The animal scurries across the kitchen floor and sleeps on the balcony in a nest improvised from a white towel. She feeds it by hand, and for a few weeks gave it human milk from her daughter, who recently gave birth.

The 50-year-old reiki therapist said she hopes the animal can learn to feed itself and be released outside — like the small, injured owl another neighbor had rescued and Borges cared for as it recuperated.

She's among a group of Venezuelans caring for lost or injured animals at a time when reduced human presence in the streets has lured some creatures into perilous encounters with an urban environment in one of the world's most biodiverse countries.

Workers at the government's Mision Nevado and the independent Feathers and Tails in Freedom Foundation say they've seen increasing numbers of animals brought in for help.

Veterinarian Grecia Marquís, who directs the foundation, said an “impressive” number of animals — 20 — have arrived since it reopened in June after a two-month closure due to the pandemic.

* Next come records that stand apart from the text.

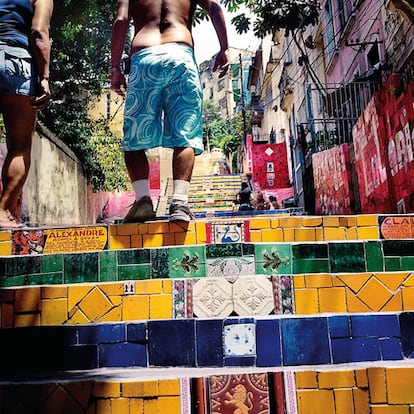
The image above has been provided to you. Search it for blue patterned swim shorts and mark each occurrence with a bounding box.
[0,43,37,96]
[122,43,204,155]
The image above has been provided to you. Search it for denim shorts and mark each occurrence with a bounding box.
[122,43,204,155]
[0,43,37,96]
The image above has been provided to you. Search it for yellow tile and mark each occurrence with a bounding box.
[295,289,319,315]
[295,371,317,388]
[174,232,197,246]
[135,279,162,295]
[250,230,262,243]
[111,398,129,414]
[122,295,149,321]
[14,287,40,312]
[402,288,414,310]
[0,241,11,256]
[318,370,355,389]
[93,381,121,398]
[355,369,368,388]
[41,299,68,325]
[117,223,138,236]
[305,273,332,288]
[334,388,354,414]
[385,368,414,404]
[357,227,379,240]
[356,214,378,227]
[318,287,347,313]
[14,313,40,328]
[142,234,164,249]
[346,227,358,240]
[68,285,93,311]
[294,227,316,241]
[323,227,346,241]
[156,396,181,414]
[283,228,295,242]
[301,217,322,227]
[322,216,339,227]
[367,368,387,404]
[131,234,143,249]
[0,230,11,242]
[150,295,172,319]
[371,405,410,414]
[293,275,306,289]
[41,286,68,299]
[109,236,131,250]
[250,218,270,230]
[122,380,158,398]
[158,379,180,395]
[279,217,302,228]
[196,221,207,244]
[296,390,335,414]
[352,388,369,414]
[162,280,173,293]
[346,289,372,312]
[262,229,283,242]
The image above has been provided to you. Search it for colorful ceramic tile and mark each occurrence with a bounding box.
[206,256,255,279]
[169,246,206,278]
[223,323,256,357]
[255,243,292,275]
[209,373,270,414]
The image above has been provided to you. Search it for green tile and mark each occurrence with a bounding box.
[63,253,99,283]
[169,246,206,278]
[150,249,170,279]
[42,254,63,273]
[118,264,151,281]
[401,256,414,271]
[365,241,384,272]
[293,259,330,274]
[117,249,150,265]
[255,243,292,275]
[99,250,118,282]
[384,257,401,272]
[328,242,366,273]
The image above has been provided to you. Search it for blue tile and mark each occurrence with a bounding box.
[148,319,196,367]
[224,357,256,367]
[78,323,126,345]
[350,315,401,337]
[332,337,381,364]
[400,312,414,358]
[256,319,282,367]
[99,342,148,368]
[379,338,404,361]
[280,318,331,365]
[196,319,224,367]
[127,323,147,343]
[328,316,351,338]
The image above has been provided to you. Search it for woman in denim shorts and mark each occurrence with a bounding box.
[0,0,53,228]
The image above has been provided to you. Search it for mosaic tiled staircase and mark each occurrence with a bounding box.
[0,214,414,414]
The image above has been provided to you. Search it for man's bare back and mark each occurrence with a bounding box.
[130,0,196,53]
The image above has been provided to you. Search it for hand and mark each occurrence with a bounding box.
[32,79,52,110]
[111,72,125,97]
[213,49,230,78]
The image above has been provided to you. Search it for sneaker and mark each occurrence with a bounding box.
[170,203,194,221]
[123,196,155,223]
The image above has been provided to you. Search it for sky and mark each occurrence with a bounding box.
[192,10,260,64]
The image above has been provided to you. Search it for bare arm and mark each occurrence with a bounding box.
[110,0,130,95]
[198,0,230,78]
[30,0,53,109]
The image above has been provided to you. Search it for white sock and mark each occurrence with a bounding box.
[132,180,151,200]
[173,180,190,203]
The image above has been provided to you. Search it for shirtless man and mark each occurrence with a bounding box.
[110,0,229,223]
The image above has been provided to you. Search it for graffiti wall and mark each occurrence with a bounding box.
[312,144,353,214]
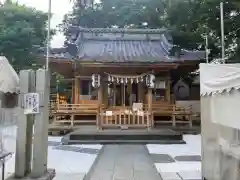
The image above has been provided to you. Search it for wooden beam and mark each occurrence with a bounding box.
[148,88,153,128]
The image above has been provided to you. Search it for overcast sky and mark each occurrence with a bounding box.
[18,0,72,47]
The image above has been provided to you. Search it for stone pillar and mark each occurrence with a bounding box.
[31,69,50,178]
[15,70,35,178]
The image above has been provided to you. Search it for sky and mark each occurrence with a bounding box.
[18,0,72,48]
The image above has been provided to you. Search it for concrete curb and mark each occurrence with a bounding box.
[83,145,105,180]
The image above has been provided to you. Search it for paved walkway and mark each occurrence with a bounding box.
[86,145,161,180]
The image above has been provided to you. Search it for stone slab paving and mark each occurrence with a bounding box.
[174,155,201,162]
[86,145,162,180]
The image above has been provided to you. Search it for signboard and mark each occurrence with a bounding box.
[24,93,39,114]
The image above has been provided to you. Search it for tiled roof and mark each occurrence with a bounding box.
[46,27,205,63]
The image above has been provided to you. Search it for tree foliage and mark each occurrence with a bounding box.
[62,0,240,59]
[0,0,54,69]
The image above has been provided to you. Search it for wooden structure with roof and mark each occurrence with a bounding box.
[46,27,204,128]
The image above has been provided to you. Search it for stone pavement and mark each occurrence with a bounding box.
[85,145,161,180]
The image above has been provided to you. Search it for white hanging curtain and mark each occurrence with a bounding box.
[0,56,19,93]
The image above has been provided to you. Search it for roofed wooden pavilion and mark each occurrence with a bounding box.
[45,27,205,128]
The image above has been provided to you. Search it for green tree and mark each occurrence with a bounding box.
[0,0,54,70]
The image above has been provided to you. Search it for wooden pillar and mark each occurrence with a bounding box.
[74,77,80,104]
[137,82,144,103]
[71,79,75,104]
[102,82,108,107]
[148,88,153,128]
[127,82,133,106]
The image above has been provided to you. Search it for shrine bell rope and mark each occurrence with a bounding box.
[105,73,148,83]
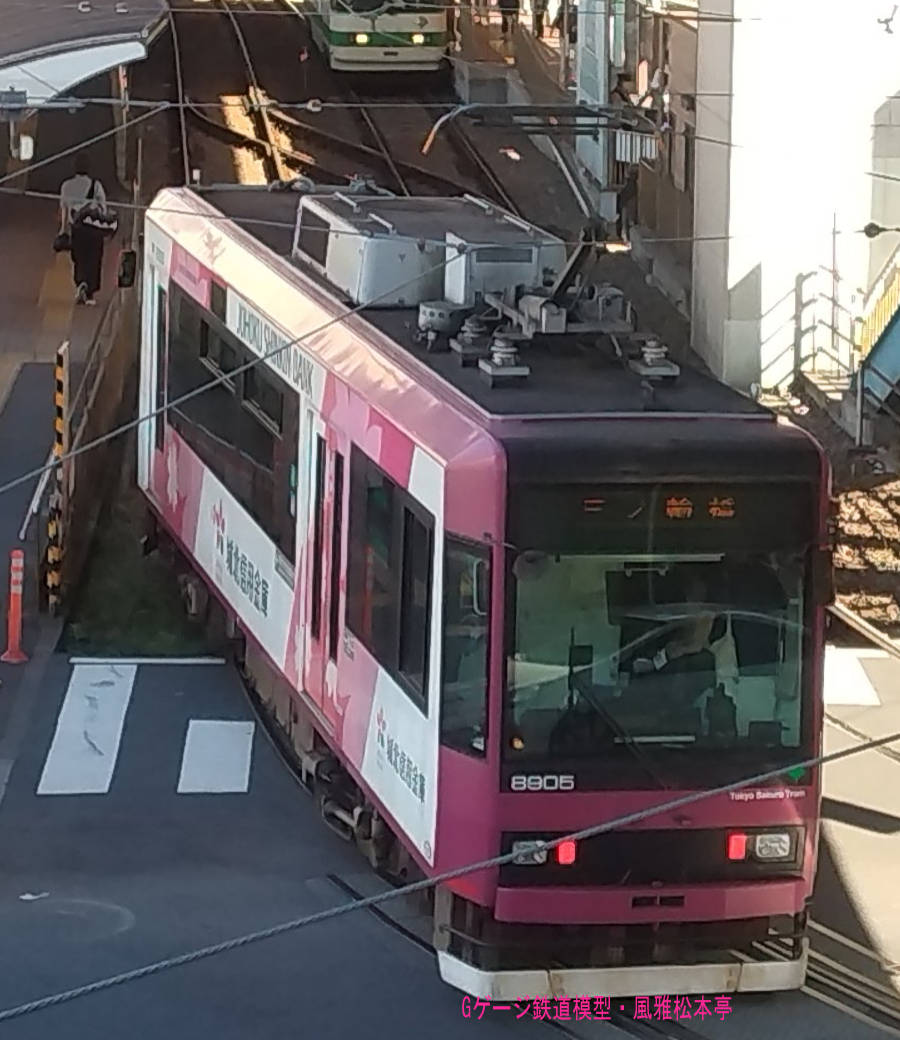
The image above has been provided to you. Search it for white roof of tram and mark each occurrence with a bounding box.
[0,0,166,108]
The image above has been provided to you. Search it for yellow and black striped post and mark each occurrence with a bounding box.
[47,343,69,614]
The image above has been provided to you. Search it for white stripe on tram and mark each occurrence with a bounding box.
[37,664,137,795]
[178,719,255,795]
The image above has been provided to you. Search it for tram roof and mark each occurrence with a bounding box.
[0,0,166,108]
[188,186,772,419]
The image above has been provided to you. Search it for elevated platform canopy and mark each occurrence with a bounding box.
[0,0,166,108]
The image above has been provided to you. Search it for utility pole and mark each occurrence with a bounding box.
[831,212,840,365]
[575,0,615,200]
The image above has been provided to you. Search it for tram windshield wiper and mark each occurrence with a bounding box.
[569,628,671,790]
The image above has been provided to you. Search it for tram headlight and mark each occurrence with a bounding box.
[753,831,791,860]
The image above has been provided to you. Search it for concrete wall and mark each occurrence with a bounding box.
[693,0,900,388]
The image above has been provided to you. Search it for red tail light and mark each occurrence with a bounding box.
[728,834,747,859]
[557,841,575,866]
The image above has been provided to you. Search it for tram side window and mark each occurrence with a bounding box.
[154,286,169,451]
[440,536,490,757]
[166,287,300,561]
[346,448,434,713]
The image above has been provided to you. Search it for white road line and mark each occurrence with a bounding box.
[178,719,256,795]
[824,647,888,707]
[37,664,137,795]
[69,657,226,666]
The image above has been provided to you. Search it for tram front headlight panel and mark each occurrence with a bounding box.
[511,841,547,866]
[753,831,791,862]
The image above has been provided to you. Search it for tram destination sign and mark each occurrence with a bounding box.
[510,483,815,550]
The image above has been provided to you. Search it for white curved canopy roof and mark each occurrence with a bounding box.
[0,0,165,108]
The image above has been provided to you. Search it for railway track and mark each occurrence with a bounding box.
[170,0,352,183]
[344,83,522,217]
[235,578,900,1040]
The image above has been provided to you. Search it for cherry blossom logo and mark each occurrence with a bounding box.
[212,499,225,556]
[165,439,178,512]
[328,380,381,462]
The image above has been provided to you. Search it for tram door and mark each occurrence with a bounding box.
[307,416,346,724]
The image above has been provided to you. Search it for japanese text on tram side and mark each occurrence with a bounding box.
[462,996,731,1022]
[225,538,268,618]
[212,502,268,618]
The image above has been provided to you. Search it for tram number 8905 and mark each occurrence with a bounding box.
[510,773,575,791]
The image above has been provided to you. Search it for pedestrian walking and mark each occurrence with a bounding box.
[616,166,638,241]
[59,155,115,307]
[498,0,519,40]
[532,0,547,40]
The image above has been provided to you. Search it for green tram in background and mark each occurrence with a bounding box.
[293,0,451,72]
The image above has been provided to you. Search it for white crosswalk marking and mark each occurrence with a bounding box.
[178,719,255,795]
[37,665,137,795]
[825,646,888,707]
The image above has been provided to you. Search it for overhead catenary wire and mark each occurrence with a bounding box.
[166,0,190,184]
[0,732,900,1022]
[0,183,878,252]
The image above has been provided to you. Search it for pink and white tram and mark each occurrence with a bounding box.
[138,188,830,998]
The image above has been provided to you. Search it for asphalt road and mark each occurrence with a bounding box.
[0,657,900,1040]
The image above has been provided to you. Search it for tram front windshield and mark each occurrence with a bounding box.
[504,482,808,772]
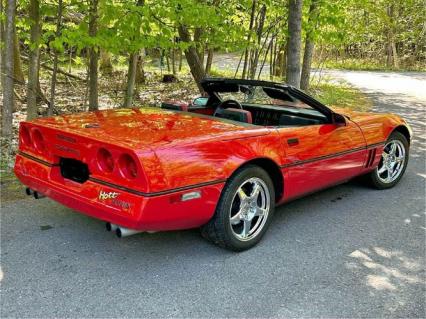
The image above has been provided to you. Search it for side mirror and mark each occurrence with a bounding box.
[332,113,346,126]
[192,96,209,106]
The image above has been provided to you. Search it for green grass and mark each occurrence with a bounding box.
[309,82,372,111]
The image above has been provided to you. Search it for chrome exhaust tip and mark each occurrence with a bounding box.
[105,222,118,231]
[115,227,143,238]
[34,191,46,199]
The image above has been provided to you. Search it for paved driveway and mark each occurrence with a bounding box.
[1,72,426,318]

They've included a bat falcon injured in a collision with high-tension lines, a rusty-barred owl that needed a wing operation and several other owls, falcons and sloths, as well as an anteater.

Caring for them is a challenge in a country that was struggling with the world's steepest economic decline even before the pandemic bit.

Marquís helps finance the foundation by selling some of her paintings and gets private contributions. She also asks those who bring the animals for a little money for their medicines.

Some of the patients came by way of paramedic Ángel Padilla, who picks up injured animals — such as the bat falcoln — as well as crash victims.

“With the quarantine or without the quarantine, I'm watching out for my animals," he said.

Borges, meanwhile, likes to spend time on the roof of her 12-story apartment building sharing seeds and bananas with a squaking bunch of flamboyantly colored guacamayas, an old vulture and a one-legged falcon.

She said they've brought her “great happiness” despite the pandemic restrictions on movement.

“Now it's better because I have more time to be in my home ... and with them, it's even better," she said.